ReplyDeletePS, I'll use a late day on this post.
When the young boy was hanged, the prisoner asks, “Where is God? Where is he?” but rather a quick death, the young boy suffered a more agonizing death by dying slowly “struggling between life and death,” and Elie answers, “Where is he? Here he is –He is hanging here on the gallows…” (61-62). This statement that Elie answered meant that God is there on the gallows just watching like any other person. More likely, Elie felt more despair then anger, in the beginning Elie would always believe God, but when the young boy was hanged, it made Elie lose all his innocence as child. The more Elie experiences the Holocaust, the more he loses his faith in God and as Andy pointed out that Elie doesn’t just lose his belief but God’s inability to help. So when Elie’s answers that statement he felt despair of how God just lets this atrocity to keep on going. This same situation happened to Moshe the Beadle, after he arrived, “Moshe had changed. There was no longer any joy in his eyes… He no longer talked to me of God or of the cabala”(4).

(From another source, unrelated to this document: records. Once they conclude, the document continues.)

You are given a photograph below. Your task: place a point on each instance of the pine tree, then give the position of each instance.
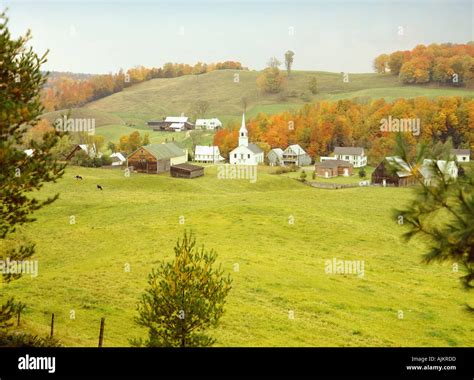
(184, 298)
(21, 81)
(442, 211)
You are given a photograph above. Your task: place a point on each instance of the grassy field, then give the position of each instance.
(157, 98)
(135, 221)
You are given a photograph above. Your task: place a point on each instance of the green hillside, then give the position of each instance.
(158, 98)
(135, 221)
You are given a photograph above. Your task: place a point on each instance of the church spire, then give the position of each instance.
(243, 134)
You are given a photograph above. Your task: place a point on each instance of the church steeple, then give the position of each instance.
(243, 134)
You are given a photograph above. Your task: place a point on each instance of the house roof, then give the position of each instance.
(207, 150)
(254, 148)
(462, 151)
(333, 164)
(397, 162)
(351, 151)
(176, 119)
(188, 167)
(163, 151)
(118, 155)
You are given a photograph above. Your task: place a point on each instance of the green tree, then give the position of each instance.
(146, 139)
(442, 211)
(20, 107)
(185, 297)
(289, 61)
(303, 176)
(313, 85)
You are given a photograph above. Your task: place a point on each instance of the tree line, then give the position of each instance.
(449, 64)
(321, 126)
(67, 91)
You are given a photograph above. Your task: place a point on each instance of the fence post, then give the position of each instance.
(52, 325)
(101, 333)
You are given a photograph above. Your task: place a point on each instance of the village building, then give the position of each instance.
(211, 124)
(246, 153)
(296, 155)
(429, 171)
(275, 157)
(333, 168)
(393, 171)
(90, 150)
(462, 155)
(118, 158)
(186, 171)
(210, 154)
(171, 124)
(157, 158)
(355, 155)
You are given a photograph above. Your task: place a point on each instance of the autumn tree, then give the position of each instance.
(381, 64)
(450, 238)
(313, 85)
(185, 297)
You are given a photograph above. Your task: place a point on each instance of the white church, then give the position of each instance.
(246, 153)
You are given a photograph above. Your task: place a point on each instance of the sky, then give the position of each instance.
(338, 36)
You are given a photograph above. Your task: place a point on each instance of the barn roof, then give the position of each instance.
(351, 151)
(176, 119)
(163, 151)
(333, 164)
(462, 151)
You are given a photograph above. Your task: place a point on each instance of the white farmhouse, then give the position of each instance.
(356, 156)
(246, 153)
(428, 170)
(462, 155)
(210, 154)
(118, 159)
(211, 124)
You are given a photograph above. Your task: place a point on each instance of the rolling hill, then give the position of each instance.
(224, 91)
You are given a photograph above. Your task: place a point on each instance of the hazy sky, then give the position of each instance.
(338, 36)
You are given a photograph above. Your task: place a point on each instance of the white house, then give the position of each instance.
(212, 124)
(448, 168)
(207, 154)
(246, 153)
(462, 155)
(355, 155)
(118, 159)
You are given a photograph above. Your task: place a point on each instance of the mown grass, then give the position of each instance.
(135, 221)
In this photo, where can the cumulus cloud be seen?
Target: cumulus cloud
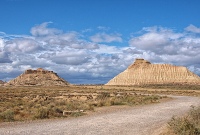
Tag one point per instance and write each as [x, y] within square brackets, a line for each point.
[42, 30]
[78, 60]
[107, 38]
[22, 45]
[192, 28]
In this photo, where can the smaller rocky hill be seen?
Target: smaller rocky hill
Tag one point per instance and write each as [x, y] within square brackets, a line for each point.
[39, 77]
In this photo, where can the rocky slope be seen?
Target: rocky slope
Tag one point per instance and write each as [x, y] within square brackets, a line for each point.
[143, 72]
[39, 77]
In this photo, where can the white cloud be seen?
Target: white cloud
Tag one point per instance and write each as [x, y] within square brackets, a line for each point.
[192, 28]
[78, 60]
[42, 30]
[22, 45]
[107, 38]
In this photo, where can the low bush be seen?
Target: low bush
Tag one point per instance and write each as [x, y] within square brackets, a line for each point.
[187, 125]
[7, 116]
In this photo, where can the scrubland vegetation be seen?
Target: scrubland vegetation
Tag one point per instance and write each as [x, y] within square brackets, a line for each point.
[30, 103]
[185, 125]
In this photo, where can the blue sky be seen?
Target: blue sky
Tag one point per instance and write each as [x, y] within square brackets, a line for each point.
[91, 41]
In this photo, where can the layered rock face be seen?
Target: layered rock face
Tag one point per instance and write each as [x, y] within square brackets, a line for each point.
[2, 82]
[143, 72]
[39, 77]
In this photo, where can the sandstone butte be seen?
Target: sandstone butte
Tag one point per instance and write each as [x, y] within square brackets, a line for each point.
[142, 72]
[39, 77]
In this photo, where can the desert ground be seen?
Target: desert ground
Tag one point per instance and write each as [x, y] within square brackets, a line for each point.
[89, 109]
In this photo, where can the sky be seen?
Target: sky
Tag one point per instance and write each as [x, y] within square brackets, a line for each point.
[91, 41]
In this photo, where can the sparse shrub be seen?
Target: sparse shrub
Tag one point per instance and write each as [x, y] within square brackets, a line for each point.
[7, 116]
[42, 113]
[103, 95]
[76, 114]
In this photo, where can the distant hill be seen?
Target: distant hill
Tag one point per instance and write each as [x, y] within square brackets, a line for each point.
[143, 72]
[39, 77]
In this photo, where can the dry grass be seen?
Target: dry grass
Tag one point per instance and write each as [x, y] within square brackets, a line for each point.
[29, 103]
[186, 125]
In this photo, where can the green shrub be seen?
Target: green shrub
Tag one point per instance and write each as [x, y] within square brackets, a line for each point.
[7, 116]
[188, 125]
[42, 113]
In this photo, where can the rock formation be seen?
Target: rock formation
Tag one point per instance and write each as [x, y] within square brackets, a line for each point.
[39, 77]
[143, 72]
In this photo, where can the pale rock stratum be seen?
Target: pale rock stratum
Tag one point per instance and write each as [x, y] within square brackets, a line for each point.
[39, 77]
[142, 72]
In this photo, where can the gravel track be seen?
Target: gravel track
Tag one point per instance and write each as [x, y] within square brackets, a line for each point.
[141, 120]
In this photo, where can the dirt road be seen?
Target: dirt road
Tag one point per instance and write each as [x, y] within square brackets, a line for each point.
[143, 120]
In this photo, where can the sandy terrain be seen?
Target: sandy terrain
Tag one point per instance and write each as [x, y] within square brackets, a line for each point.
[141, 120]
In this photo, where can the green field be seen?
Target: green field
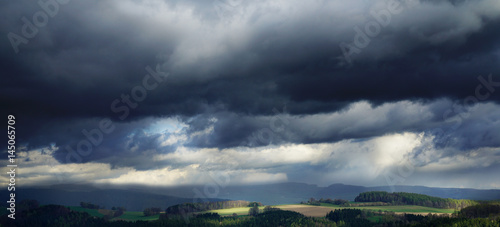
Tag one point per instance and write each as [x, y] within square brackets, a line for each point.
[408, 209]
[228, 212]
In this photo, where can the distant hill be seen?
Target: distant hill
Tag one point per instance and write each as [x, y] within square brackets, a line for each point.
[137, 198]
[131, 200]
[285, 193]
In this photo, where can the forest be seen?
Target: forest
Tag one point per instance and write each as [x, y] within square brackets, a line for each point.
[405, 198]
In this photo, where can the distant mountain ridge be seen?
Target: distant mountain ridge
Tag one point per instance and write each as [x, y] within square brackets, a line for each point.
[138, 197]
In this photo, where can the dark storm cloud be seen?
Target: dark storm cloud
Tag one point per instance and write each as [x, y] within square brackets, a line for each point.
[273, 54]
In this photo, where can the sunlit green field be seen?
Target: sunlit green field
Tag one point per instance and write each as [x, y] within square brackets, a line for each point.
[228, 212]
[408, 209]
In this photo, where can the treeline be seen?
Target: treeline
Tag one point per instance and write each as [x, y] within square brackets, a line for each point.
[186, 208]
[405, 198]
[90, 206]
[152, 211]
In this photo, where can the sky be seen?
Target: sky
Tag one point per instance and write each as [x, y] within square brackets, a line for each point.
[171, 93]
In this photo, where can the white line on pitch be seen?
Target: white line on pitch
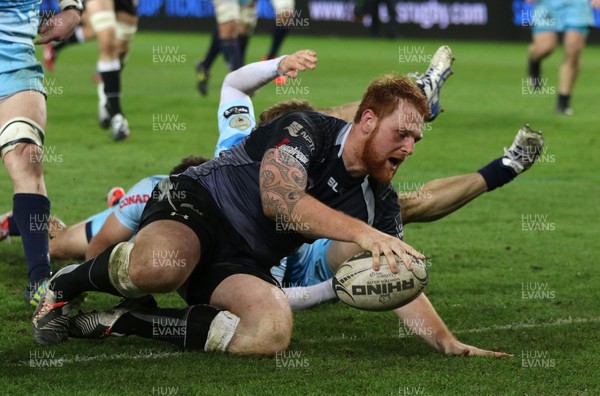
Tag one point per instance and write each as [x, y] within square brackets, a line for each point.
[165, 354]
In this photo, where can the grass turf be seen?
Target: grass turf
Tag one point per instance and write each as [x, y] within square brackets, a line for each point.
[481, 258]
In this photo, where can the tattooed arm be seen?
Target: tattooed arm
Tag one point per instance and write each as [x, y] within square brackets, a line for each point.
[283, 183]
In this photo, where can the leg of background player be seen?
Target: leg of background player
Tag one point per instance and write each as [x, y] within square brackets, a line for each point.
[302, 297]
[203, 67]
[103, 20]
[71, 243]
[542, 45]
[573, 43]
[439, 197]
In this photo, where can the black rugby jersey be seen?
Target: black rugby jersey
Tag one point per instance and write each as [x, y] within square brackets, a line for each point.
[316, 141]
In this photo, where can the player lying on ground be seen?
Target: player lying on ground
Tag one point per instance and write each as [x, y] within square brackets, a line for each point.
[90, 237]
[245, 282]
[306, 274]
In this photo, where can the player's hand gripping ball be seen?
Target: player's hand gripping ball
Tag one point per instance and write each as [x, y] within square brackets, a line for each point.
[358, 285]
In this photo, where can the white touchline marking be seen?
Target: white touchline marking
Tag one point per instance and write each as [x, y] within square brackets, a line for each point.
[165, 354]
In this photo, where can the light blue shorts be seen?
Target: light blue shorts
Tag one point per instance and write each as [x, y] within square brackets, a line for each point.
[306, 267]
[95, 222]
[19, 70]
[561, 16]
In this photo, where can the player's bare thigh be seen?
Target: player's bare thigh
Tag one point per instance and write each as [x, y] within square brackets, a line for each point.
[543, 44]
[105, 31]
[67, 243]
[164, 255]
[28, 104]
[265, 315]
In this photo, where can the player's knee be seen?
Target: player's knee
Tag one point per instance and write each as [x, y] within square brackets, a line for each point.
[273, 327]
[103, 20]
[21, 149]
[279, 335]
[21, 130]
[161, 271]
[125, 32]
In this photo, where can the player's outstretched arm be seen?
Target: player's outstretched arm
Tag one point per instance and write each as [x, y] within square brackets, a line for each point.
[344, 112]
[440, 197]
[111, 233]
[420, 318]
[246, 80]
[283, 193]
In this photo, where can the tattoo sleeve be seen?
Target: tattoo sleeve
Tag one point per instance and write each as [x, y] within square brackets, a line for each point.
[282, 182]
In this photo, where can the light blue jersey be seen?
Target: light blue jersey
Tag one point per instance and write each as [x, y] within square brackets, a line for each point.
[236, 121]
[306, 267]
[19, 69]
[130, 207]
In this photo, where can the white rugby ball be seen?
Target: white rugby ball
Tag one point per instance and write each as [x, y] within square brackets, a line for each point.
[358, 285]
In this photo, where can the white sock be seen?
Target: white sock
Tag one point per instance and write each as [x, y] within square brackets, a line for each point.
[79, 34]
[303, 297]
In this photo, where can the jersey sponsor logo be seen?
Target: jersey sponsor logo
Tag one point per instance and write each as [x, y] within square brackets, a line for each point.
[282, 142]
[133, 199]
[294, 128]
[240, 122]
[333, 184]
[294, 152]
[236, 110]
[173, 214]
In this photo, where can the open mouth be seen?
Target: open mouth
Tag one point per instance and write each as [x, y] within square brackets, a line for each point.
[394, 161]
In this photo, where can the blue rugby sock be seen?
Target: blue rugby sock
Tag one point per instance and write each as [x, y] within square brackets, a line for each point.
[31, 213]
[231, 51]
[278, 34]
[13, 229]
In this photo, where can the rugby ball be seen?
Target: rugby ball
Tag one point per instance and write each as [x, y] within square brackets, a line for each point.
[358, 285]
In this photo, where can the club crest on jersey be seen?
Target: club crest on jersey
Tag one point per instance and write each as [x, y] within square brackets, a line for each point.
[240, 122]
[236, 110]
[294, 129]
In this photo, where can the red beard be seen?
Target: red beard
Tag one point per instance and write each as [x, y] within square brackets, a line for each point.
[377, 166]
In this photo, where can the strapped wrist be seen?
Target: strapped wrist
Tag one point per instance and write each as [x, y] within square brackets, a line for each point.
[71, 5]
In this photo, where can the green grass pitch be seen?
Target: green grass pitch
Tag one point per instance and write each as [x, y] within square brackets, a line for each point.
[513, 271]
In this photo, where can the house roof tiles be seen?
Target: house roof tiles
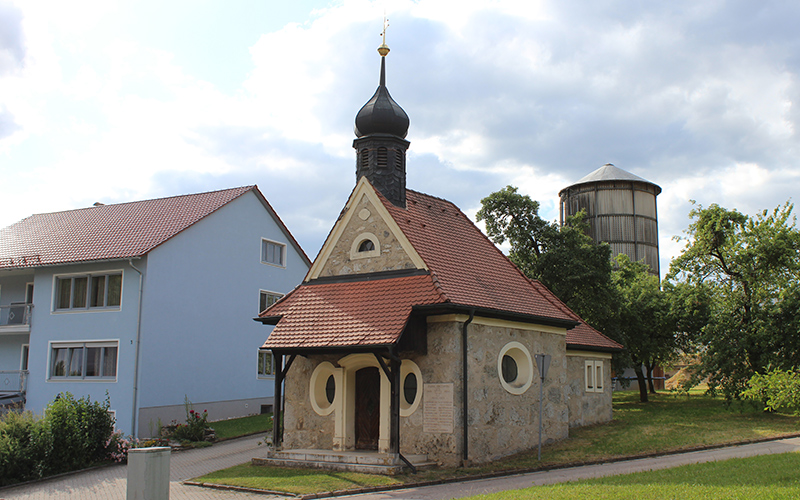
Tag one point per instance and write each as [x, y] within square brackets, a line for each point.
[361, 313]
[106, 232]
[465, 269]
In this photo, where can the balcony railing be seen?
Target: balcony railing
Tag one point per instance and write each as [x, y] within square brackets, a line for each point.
[13, 381]
[15, 315]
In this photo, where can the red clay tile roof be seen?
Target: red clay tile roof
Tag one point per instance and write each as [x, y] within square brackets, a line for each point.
[467, 270]
[105, 232]
[361, 313]
[583, 335]
[470, 268]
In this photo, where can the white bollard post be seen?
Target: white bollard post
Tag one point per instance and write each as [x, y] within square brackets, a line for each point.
[148, 473]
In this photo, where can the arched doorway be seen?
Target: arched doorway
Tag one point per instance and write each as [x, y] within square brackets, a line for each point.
[367, 408]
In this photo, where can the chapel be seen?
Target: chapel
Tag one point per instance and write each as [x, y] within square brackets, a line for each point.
[412, 339]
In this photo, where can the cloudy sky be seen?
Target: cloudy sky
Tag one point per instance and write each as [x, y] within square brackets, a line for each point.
[115, 101]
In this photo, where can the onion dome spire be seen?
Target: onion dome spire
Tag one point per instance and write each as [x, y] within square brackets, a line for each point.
[381, 114]
[381, 127]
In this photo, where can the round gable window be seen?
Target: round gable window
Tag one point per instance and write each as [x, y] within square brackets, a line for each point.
[364, 246]
[515, 367]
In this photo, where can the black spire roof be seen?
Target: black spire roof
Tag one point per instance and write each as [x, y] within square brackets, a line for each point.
[381, 115]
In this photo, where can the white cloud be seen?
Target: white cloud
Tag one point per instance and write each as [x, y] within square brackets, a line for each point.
[698, 98]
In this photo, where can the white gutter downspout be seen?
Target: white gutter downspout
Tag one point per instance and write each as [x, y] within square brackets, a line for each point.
[134, 431]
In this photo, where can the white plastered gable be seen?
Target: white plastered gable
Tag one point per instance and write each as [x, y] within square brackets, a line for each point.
[365, 239]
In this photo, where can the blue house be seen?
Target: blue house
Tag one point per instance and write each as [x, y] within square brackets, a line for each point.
[148, 302]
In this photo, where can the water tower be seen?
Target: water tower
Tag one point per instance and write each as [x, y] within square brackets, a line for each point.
[621, 210]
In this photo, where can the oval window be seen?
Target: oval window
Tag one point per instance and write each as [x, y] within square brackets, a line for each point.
[510, 371]
[330, 389]
[515, 368]
[410, 388]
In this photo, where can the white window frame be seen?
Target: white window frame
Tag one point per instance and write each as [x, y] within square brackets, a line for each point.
[271, 374]
[265, 244]
[57, 279]
[84, 344]
[267, 294]
[593, 376]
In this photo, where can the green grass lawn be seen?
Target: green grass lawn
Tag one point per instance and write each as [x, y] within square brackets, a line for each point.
[768, 476]
[666, 423]
[235, 427]
[295, 481]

ReplyDeleteBefore the Holocaust, Elie, spent much of his time studying his religion in many different aspects. He was constanly searching for new ideas and perspectives on how to study and show his faith. As the Holocaust starts to come underway, he starts to questions God and the reality of putting his faith into a seemingly imaginary source. When Elie questions "Where is god?" he is starting to lose faith in the religion which has been his main purpose in life since childhood (68). As he sees horrific, and traumatic events occur before his eyes, the only explanation is that there is no god, for if there was, how could he allow such things to happen, to so many of his followers. His questioning of the killing of Jews reminds me of the story of Noah's ark (might have been mentioned in book, I forget). In that case, god destroyed all of humanity except for a select few because he was angry with all of mankind. In this case, Elie could not justify why god would want to punish just the jewish people who, to his knowledge had remained faithful.
ReplyDeleteJulia
I totally agree with Sandhya about why Eliezer got angry at God and not the Germans. Eliezer at the beginning of the book was a person of strong faith. He believed in the teachings of Judiasm, saying that he hoped that the teachings of Moshe the Beadle “would draw him into eternity” (3). This all changed when the Germans started controlling their lives. He felt betrayed by his faith because of what was happening to them, and could not believe that God would allow such horrible things to occur. As Sandhya points out, it is also true that God was a much easier target to be mad at than the Germans. If the officers were to find out about negative feelings towards them, they could have reacted badly and done harm to those who complained. Staying angry at God was Eliezer’s way of expressing his anger safely. It was also a way for him to face reality in that he knew that having faith in himself was going to give him the best possible chance to survive. He did not believe that God was going to help them, and looked for other ways to try to make it out alive.